//Blue Jays look to even season series with Red Sox

Blue Jays look to even season series with Red Sox

The Boston Red Sox have not had much to cheer about this season but they have a chance to clinch their season series with the visiting Toronto Blue Jays on Sunday afternoon.

The Red Sox have won two in a row after their 9-8 walk-off, ninth-inning win Saturday night after dropping the first two games of the five-game series.

“It was pretty fun,” Red Sox manager Ron Roenicke said. “I don’t care what our record is, at any time, it’s pretty fun winning a game like that.”
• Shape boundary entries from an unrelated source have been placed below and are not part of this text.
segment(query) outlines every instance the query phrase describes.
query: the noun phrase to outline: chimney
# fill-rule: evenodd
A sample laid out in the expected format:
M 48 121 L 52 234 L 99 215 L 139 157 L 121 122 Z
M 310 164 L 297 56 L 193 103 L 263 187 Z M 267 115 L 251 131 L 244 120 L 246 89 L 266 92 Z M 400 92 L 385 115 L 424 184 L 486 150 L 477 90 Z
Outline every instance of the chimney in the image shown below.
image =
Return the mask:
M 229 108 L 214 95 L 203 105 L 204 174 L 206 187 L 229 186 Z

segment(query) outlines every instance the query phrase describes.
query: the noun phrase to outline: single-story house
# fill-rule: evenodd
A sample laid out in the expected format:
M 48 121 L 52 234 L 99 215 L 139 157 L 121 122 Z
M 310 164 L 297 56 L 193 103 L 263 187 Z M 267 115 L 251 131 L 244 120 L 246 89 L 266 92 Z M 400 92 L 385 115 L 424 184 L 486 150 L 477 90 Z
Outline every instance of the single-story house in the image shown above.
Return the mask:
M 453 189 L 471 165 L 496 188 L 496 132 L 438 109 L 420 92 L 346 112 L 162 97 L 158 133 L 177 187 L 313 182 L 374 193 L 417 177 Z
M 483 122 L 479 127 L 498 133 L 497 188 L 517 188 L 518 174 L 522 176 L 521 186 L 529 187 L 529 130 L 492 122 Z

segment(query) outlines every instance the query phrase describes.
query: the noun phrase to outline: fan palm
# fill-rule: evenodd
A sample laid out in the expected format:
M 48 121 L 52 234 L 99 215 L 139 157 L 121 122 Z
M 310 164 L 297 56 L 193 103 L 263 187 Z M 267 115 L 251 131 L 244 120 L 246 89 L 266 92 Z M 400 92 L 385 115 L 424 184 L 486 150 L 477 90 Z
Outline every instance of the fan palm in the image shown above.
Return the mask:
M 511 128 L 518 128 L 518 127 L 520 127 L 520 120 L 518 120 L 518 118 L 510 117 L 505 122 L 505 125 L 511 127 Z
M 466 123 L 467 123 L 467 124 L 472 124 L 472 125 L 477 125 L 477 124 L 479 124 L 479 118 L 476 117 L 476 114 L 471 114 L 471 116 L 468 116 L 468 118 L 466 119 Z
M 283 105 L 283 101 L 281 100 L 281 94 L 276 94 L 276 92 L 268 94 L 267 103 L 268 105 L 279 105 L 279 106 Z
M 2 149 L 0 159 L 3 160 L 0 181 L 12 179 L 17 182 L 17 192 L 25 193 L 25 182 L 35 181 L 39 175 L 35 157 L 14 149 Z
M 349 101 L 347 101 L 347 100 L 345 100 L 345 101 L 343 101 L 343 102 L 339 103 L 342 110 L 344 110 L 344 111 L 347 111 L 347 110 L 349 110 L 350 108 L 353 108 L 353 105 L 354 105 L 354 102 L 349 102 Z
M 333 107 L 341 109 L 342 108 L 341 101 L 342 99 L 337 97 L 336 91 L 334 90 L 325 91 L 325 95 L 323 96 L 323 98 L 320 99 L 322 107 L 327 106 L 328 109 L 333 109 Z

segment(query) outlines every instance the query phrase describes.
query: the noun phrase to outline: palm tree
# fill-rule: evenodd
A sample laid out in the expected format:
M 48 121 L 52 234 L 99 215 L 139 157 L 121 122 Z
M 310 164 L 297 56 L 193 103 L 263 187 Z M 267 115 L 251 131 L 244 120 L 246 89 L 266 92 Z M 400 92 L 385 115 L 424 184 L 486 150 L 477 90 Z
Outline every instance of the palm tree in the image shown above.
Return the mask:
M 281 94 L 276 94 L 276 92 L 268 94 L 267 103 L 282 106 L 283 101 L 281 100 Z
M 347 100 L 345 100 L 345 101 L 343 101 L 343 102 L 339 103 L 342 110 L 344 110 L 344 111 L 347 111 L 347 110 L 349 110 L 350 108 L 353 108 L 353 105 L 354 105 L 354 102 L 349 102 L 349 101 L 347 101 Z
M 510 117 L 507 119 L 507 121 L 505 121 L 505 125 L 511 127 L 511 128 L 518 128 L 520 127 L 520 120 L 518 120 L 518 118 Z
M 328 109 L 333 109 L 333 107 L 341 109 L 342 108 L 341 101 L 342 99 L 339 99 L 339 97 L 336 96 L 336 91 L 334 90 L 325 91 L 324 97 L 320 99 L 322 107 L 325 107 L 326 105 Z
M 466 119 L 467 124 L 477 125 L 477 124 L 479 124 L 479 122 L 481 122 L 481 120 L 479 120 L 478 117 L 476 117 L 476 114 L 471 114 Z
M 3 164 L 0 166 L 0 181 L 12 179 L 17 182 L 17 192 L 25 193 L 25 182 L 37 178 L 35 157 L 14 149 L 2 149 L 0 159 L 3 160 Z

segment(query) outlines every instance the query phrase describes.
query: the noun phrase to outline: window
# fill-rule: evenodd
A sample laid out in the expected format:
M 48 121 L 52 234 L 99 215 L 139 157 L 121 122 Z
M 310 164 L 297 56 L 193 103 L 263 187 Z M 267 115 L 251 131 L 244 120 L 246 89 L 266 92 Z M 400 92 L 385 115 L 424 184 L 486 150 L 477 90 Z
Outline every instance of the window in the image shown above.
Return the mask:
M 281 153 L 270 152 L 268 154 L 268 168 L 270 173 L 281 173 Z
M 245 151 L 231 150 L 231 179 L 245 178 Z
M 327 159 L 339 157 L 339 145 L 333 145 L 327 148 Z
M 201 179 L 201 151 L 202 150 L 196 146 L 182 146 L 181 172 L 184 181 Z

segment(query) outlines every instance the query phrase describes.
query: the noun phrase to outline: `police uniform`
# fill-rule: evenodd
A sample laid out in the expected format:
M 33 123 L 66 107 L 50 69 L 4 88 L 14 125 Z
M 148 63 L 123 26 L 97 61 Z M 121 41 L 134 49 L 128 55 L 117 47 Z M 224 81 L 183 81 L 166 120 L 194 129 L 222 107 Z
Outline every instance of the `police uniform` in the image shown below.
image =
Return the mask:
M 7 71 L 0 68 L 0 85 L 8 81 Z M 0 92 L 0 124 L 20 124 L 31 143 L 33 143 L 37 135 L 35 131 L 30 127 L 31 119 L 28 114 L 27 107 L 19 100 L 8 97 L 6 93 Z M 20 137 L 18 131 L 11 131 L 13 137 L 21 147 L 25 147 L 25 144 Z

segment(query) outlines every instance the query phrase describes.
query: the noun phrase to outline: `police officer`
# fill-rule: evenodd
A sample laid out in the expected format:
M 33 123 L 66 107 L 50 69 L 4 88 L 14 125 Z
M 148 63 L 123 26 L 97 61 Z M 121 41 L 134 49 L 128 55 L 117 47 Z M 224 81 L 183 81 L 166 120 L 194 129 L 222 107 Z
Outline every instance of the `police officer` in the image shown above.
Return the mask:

The Red Sox (14-27) lead the season series 5-4 and could take the season series against the Blue Jays (21-18) for the fourth straight year with a win in the rubber match of the series on Sunday.

Left-hander Robbie Ray (1-4, 7.34 ERA) will make his first start and second appearance for Toronto since his acquisition in a trade with the Arizona Diamondbacks.

Ray has faced the Red Sox once in his career, allowing one hit and no runs in two-thirds of an inning in relief in 2014.

Right-hander Andrew Triggs (0-2, 16.20 ERA) will make his first start for the Red Sox after being claimed off waivers from the San Francisco Giants.

Triggs has faced Toronto twice in his career, including one start, and is 0-0 with a 2.70 ERA over 3 1/3 innings.

Seven of the first nine meetings between the teams have been decided by one or two runs. The past three games have been decided by one run.

The Blue Jays are used to close encounters. They are 11-9 in games decided by one run this season as they currently sit in a playoff spot.

“We know we are going to be playing a lot of close games and that means having to play clean baseball,” said Blue Jays infielder Joe Panik, who had an RBI double in the seventh inning Saturday to give his team a 7-6 lead. “That means giving the teams 27 outs and that’s it. Don’t give away outs on the bases. Whatever it is, it’s learning how to play clean baseball.”

That has been a problem for the Blue Jays. They had two more needless outs on the bases Saturday when Jonathan Villar and Rowdy Tellez were thrown out from the outfield as they tried to advance on the bases.

“Neither one was good,” Blue Jays manager Charlie Montoyo said. “The Villar one, the play is in front of him, so he can always stop. And the Rowdy one was not good either. I’m not defending that.”

And a throwing error in the ninth inning Saturday by catcher Caleb Joseph on Christian Vazquez’s stolen base set up the winning run. Vazquez was able to score the winning run on an infield chopper when third baseman Travis Shaw’s throw home was wide.

Joseph was activated Saturday and catcher Reese McGuire was optioned to the alternate training site.

“It was a good win,” Roenicke said. “I thought we did a great job offensively. We kept coming back. We busted out early, which has been something that we’ve been wanting to do.”

Red Sox center fielder Jackie Bradley Jr., who hit a two-run homer Saturday and had an outfield assist, will try to extend his hit streak to nine games Sunday.

Blue Jays outfielder Teoscar Hernandez was 3-for-5 with two RBIs and a solo home run Saturday. He has 14 homers for the season. In 28 career games at Fenway Park, he has 11 home runs and 27 RBIs.